Asked about his perspective and approach, things that have helped him stand out early in his Raptors tenure, Nogueira credits his upbringing. He grew up in Rio de Janeiro. He was adopted. His family has supported him and has taught him positive values. His siblings are much older, his brother is 38, his sister 40. He's the youngest, hence the nickname, Bebe.
"It started in Brazil," Nogueira said of the moniker, insisting he has no preference between that and his first name, Lucas. "My family, they called me Bebe. I grew up with Bebe all my life. I don't care [if you call me that] because everyone says it, my mom says it."
Nogueira was in Atlanta when he was told he had been traded to the Raptors. Initially, he was shocked, then confused and a little upset. Why would the Hawks acquire his rights on draft night only to give up on him a year later, he wondered. Generally, it takes young players a few years to pick up on a reality Nogueira was becoming aware of before playing a single game. The NBA is a business. Seeking cap space, the Hawks were eager to shed the contract of Lou Williams and acquire John Salmons' non-guaranteed deal. Nogueira, a player Masai Ujiri and the Raptors liked in the 2013 draft, was the sweetener.
Although the Raptors expect to have Nogueira on the roster this coming season, they're still working on a buyout agreement with his team in Spain, where he played last year and is still under contract. But Nogueira knows better than to get his hopes up after being welcomed to Atlanta a year ago. He's hopeful but is wisely holding off on the celebration, despite all the messages he's received over Twitter, welcoming him to Toronto this past month. "We the north? No, you the north. I'm not, yet," he joked.
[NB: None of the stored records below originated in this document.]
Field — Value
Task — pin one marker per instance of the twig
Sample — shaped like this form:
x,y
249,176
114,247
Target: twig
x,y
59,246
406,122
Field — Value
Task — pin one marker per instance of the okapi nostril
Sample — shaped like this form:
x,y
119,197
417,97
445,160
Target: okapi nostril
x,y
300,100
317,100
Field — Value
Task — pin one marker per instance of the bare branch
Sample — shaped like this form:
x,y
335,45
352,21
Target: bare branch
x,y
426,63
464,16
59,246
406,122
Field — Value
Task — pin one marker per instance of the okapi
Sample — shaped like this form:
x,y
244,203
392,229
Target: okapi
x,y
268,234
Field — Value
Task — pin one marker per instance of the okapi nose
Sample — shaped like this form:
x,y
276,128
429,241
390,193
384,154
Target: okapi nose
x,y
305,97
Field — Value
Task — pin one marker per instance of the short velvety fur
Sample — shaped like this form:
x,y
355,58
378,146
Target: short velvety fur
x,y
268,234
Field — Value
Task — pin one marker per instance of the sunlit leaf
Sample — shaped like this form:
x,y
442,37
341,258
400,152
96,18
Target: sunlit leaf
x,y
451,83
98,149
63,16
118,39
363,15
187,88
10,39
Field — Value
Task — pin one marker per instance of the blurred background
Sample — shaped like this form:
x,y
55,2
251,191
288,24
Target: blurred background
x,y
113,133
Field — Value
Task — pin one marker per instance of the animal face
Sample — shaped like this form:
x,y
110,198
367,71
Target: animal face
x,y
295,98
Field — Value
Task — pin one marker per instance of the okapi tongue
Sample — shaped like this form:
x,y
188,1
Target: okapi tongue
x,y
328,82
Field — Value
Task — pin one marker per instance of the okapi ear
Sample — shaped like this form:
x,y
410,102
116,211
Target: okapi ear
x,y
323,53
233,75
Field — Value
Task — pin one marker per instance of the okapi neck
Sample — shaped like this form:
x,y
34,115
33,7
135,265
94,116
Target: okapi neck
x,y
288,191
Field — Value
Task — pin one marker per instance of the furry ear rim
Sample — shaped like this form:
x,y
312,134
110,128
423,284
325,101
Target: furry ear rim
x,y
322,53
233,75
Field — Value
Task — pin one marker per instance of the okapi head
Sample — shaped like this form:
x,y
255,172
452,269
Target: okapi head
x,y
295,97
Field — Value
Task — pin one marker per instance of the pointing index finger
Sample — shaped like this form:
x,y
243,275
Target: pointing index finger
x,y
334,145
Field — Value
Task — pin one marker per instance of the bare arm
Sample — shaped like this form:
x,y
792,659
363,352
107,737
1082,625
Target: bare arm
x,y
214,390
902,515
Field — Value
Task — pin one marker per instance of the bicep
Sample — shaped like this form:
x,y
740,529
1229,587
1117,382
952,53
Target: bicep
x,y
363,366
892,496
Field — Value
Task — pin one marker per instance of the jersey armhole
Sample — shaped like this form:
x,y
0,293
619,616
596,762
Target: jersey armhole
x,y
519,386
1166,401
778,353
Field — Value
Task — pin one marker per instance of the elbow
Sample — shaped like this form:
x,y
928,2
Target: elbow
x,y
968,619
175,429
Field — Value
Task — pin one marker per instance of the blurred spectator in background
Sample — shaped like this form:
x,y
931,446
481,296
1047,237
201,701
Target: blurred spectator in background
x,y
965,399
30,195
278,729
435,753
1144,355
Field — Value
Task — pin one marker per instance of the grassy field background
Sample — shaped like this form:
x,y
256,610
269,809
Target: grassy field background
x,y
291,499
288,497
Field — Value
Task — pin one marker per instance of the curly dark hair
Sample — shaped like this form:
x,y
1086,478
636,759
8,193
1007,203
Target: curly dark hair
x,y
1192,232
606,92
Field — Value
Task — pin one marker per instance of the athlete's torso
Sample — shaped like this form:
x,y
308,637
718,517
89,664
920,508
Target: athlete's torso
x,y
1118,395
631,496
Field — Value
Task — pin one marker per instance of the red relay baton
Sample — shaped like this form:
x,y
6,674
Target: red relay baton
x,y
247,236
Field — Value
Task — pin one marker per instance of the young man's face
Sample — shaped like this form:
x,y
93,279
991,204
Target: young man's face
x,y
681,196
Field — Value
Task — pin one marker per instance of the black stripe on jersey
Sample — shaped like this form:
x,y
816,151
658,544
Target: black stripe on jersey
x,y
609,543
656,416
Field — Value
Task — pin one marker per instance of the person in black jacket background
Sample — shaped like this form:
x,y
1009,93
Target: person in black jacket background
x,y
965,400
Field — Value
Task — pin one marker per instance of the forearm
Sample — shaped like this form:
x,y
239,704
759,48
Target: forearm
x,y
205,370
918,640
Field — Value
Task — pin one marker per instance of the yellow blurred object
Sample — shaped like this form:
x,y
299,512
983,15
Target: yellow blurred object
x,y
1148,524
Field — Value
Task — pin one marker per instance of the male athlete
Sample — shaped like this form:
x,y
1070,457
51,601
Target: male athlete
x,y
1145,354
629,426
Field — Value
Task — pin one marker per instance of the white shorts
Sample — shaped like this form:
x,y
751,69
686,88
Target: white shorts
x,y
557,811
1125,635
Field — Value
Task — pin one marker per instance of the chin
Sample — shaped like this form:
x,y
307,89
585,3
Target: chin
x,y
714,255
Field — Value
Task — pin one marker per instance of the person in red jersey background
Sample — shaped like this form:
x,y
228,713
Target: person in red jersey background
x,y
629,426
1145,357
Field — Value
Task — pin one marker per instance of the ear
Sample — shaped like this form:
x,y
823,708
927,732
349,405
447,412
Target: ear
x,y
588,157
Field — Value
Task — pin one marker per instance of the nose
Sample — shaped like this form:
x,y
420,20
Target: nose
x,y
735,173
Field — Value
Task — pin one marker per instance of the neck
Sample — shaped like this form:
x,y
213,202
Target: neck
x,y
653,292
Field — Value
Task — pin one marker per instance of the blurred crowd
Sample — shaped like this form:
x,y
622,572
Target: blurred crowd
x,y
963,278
Eventually he'll join the Raptors and, like Caboclo, the long seven-footer will become part of the contingency plan for a team with winning aspirations in the short-term and a keen eye on the future. Nogueira has been playing professionally since he was 15-years-old and has helped ease the transition for Caboclo both on and off the floor, relaying information to him in his native Portuguese.
"If you could transfer some of that youthful enthusiasm to Bruno, and he'll get that, [it would be great]," Casey said. "That's one thing we love about Lucas."
The Raptors are happy to have him but - again, like Caboclo - they're tempering immediate expectations, understanding that he still has a ways to go as a player.
"I need to see more to really try to project [how good he can be]," Raptors' assistant and Summer League head coach Jesse Mermuys said of Nogueira, who missed most of the team's mini-camp in Las Vegas nursing a minor calf injury. "He's done some good things and he's had some bad games."
Through three games in his second stint at Summer League - he played for the Hawks last year - Nogueira is averaging 6.0 points and 5.0 rebounds in 19.0 minutes per contest. His defensive instincts, while inconsistent, are promising and he's looked competent as a finisher in the pick-and-roll.
"He's going to have to come in and compete in training camp," Casey cautioned. "I don't see any reason why he couldn't [make the team]. It just depends on how much stronger he gets before October. He's got a long period of time to do it. You can't teach his wingspan."
Between he and Caboclo, the Raptors have over 15-feet of wingspan coming in, but the initial focus for both will be to put on muscle and get stronger. "Soon I'll look like Dwight Howard," Nogueira joked, speaking about the eclectic variety of eatery he'll have at his disposal in Toronto.
Even if he breaks camp with the Raptors, it's unlikely that he'll crack Casey's rotation in his rookie season but the sooner he develops, the better. Toronto could use a player with his upside as a rim protector. "I wish I could jump like that," Nogueira said while watching Cleveland's No. 1 pick Andrew Wiggins play on Monday. He may not have Wiggins-like hops but he's no slouch. The centre averaged 1.6 blocks in just 16.6 minutes per game in the Spanish ACB league last year.
"He's got a long way to go," new teammate Kyle Lowry said. "And he's got a big fella in [Jonas Valanciunas], who he'll get better with everyday in practice and get strong and they can learn from each other."
Nogueira knows Valanciunas, having played against him at the 2011 FIBA Under-19 World Championship. The newest Raptor raved about JV's skill set but remembers trying to get under his skin. "Lucas may have gotten under his skin, but Jonas kicked his ass," a Raptors' staffer joked. Nogueira was fifth in rebounds per game and second in blocks while Valanciunas was awarded MVP of that tournament.
With Valanciunas' gregarious personality and Nogueira's jovial nature, the Raptors' locker room should be a lively one for years to come.
Nogueira has spent just one day in Toronto, flying to Canada directly after learning about the trade before heading out West to work out with his new teammates. He hasn't had much time to process where his journey has taken him, and won't get ahead of himself before the next step becomes official, but the Raptors' young Brazilian prospect continues to smile and look forward to what appears to be a promising future.
"The NBA only has 450 jobs for seven billion [people]," he said after crunching the numbers in his head. "I have one job, so I don't have [a] reason to stay sad. I had bad moments in my life but everybody [has] bad moments so I think, okay, I can be sad sometimes but 95 percent [of the time] I want to be happy, because I feel blessed."